Tuamotu Islands

Endless beaches and limpid blue seas teaming with life – a paradise for divers and nature lovers

Amazing white sand beaches lined with coconut trees, crystal clear lukewarm seas. The 76 islands and atolls within the Tuamotu Archipelago are spread over an area of more than 2 million sq km and where the story of Robinson Crusoe could truly exist! Living up to its reputation, the Tuamotu are a must-see for keen divers. The atoll lagoons are a protected paradise where underwater life is spectacular.
This area is also the cradle of the legendary Tahitian cultured pearl, grown with love, patience and respect, lying in a blue elegant oyster. Some Tuamotu atolls are just endless white sandy beaches with a few acres of coconut plantations. Others, such as Rangiroa, the second largest atoll in the world, are much larger. These mini paradise islands, dotted idyllically amidst the aqua blue ocean, are remote; yet easy to reach via boat/plane without having to transit via Papeete. You will find family pensions and guest houses around most of the islands and the largest atolls host international resorts, all welcoming visitors from around the world.

RANGIROA (the endless lagoon)
Located an hour away from Tahiti, Rangiroa is a huge atoll – the largest in French Polynesia and the second largest in the world. It’s a natural aquarium, which Captain Jacques Cousteau referred to as one of the most beautiful dive sites on Earth. Non-divers can also enjoy as the crystal-clear water ensures sightings of prolific underwater life visible with the naked eye or while snorkelling. Rangiroa also has dream beaches where pale pink sand is as soft as the inside of a seashell.

TIKEHAU (the pink sand island)
Located 305 km from Tahiti and just 12 km from Rangiroa, Tikehau and its lagoon look like a natural outdoor swimming pool, with an absolutely astounding variety of marine life. In the air, admire the bird colonies where many species hold magical names such as red-footed boobies, greater crested terns, blue noddies, or lesser frigates. In Tuherahera, the only village on the atoll, life is peaceful and follows the rhythms of fishing, copra and religious services.

MANIHI (the pearl island)
Located 500 km from Tahiti and less than 200 km from Rangiroa, Manihi atoll looks like a large coral crown. It is made of nine motu separated by hoa, channels that allow the lagoon and the ocean to meet. While Manihi embodies the perfect postcard scenery with a lagoon as beautiful as abundant, the atoll also represents another major interest, that of being the cradle of the Tahitian cultured pearl.

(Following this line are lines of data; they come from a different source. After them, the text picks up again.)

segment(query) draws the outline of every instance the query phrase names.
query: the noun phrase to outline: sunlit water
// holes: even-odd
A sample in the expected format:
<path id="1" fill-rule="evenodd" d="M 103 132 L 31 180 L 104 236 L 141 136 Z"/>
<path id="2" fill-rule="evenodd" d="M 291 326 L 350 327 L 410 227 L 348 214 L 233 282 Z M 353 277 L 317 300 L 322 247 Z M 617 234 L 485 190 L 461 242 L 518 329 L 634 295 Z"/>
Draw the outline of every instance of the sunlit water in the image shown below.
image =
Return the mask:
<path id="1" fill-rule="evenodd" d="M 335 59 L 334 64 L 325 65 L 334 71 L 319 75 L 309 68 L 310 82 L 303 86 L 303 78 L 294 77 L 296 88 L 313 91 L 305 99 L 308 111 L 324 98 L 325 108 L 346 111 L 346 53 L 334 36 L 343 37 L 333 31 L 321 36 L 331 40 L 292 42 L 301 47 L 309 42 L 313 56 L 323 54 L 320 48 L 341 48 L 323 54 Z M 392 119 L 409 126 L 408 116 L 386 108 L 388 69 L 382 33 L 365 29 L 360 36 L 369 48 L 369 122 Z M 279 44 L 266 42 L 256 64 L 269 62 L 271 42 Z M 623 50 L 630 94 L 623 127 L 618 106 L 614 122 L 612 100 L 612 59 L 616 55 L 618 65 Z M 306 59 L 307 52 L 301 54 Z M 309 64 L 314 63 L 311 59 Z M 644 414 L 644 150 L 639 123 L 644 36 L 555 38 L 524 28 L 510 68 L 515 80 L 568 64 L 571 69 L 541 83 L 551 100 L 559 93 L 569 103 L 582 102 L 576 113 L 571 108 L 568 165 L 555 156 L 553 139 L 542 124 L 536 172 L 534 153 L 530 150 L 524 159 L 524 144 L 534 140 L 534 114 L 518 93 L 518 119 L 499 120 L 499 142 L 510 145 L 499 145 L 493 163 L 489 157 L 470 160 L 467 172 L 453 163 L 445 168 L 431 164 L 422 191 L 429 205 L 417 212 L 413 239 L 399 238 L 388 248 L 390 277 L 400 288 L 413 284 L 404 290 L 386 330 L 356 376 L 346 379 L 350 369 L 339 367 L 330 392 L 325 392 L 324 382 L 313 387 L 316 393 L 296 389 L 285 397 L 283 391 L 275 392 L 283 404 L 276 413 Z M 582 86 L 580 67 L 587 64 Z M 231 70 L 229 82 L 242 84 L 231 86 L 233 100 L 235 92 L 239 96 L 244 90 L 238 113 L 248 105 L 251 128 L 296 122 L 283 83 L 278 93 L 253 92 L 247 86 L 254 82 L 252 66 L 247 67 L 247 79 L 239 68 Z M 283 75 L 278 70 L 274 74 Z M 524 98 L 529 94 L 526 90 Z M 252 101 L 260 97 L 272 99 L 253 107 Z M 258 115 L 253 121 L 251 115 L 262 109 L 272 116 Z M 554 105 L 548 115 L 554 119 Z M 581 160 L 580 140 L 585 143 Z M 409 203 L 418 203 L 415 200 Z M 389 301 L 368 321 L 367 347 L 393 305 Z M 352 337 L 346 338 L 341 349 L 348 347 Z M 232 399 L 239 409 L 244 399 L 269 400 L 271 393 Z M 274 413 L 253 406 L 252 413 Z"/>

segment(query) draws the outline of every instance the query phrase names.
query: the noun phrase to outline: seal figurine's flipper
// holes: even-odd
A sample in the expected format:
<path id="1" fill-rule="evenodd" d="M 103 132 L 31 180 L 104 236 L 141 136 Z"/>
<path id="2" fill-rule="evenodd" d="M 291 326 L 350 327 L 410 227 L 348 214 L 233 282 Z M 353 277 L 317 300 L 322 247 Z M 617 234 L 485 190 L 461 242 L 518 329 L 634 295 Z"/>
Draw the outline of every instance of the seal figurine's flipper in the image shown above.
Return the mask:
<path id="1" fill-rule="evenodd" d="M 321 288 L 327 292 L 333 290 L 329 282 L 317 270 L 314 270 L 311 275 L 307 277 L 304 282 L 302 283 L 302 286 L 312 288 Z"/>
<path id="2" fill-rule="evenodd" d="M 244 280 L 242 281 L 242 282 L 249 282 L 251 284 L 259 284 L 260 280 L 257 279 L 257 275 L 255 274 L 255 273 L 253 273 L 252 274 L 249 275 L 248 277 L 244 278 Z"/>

FAKARAVA (between ocean and sky) Paradise has a name: Fakarava. Its staggering beauty is an absolute must-see. Miles of motu with untouched beaches, a huge lagoon; it is an untouched wildlife sanctuary. Fakarava awakens the Robinson Crusoe hidden deep inside us. Fakarava (meaning “beautiful”) is as striking below the water as it is above. Crystal clear seas, a 5-star underwater world, fluorescent corals and divinely warm water: simple snorkelling gear will be sufficient to make one fall in love with this oceanic wonder. Divers around the world dream of Fakarava: huge coral heads, schools of fish by the thousands, and “walls” of sharks close to the drop-offs. Amazing thrills await the traveller. Fakarava is also a world bioshpere reserve for UNESCO.

THE OTHER TUAMOTU ATOLLS
Takapoto (the atoll of rare pearls) Idyllic and pristine, this atoll is a dream paradise. Takapoto is a closed island without a real pass allowing the lagoon and ocean to meet, which is why the atoll has remained so untouched. It is the home of the famous black pearl (from the oyster Pinctada margaritifera), the main resource on the island.

ANAA (the jade lagoon)
Lying between sky and ocean, the coral ring of Anaa is still recognised by Polynesian sailors thanks to the bright emerald colour of its lagoon. The atoll doesn’t have a pass and shelters spectacular Feo – huge 3m high coral blocks emerging from the lagoon! Anaa was the cradle of the royal Pomare family in the 19th Century but was also the most populated atoll of the archipelago. It was the land of Parata, fierce warriors named after a huge shark, who imposed their power up to Rangiroa.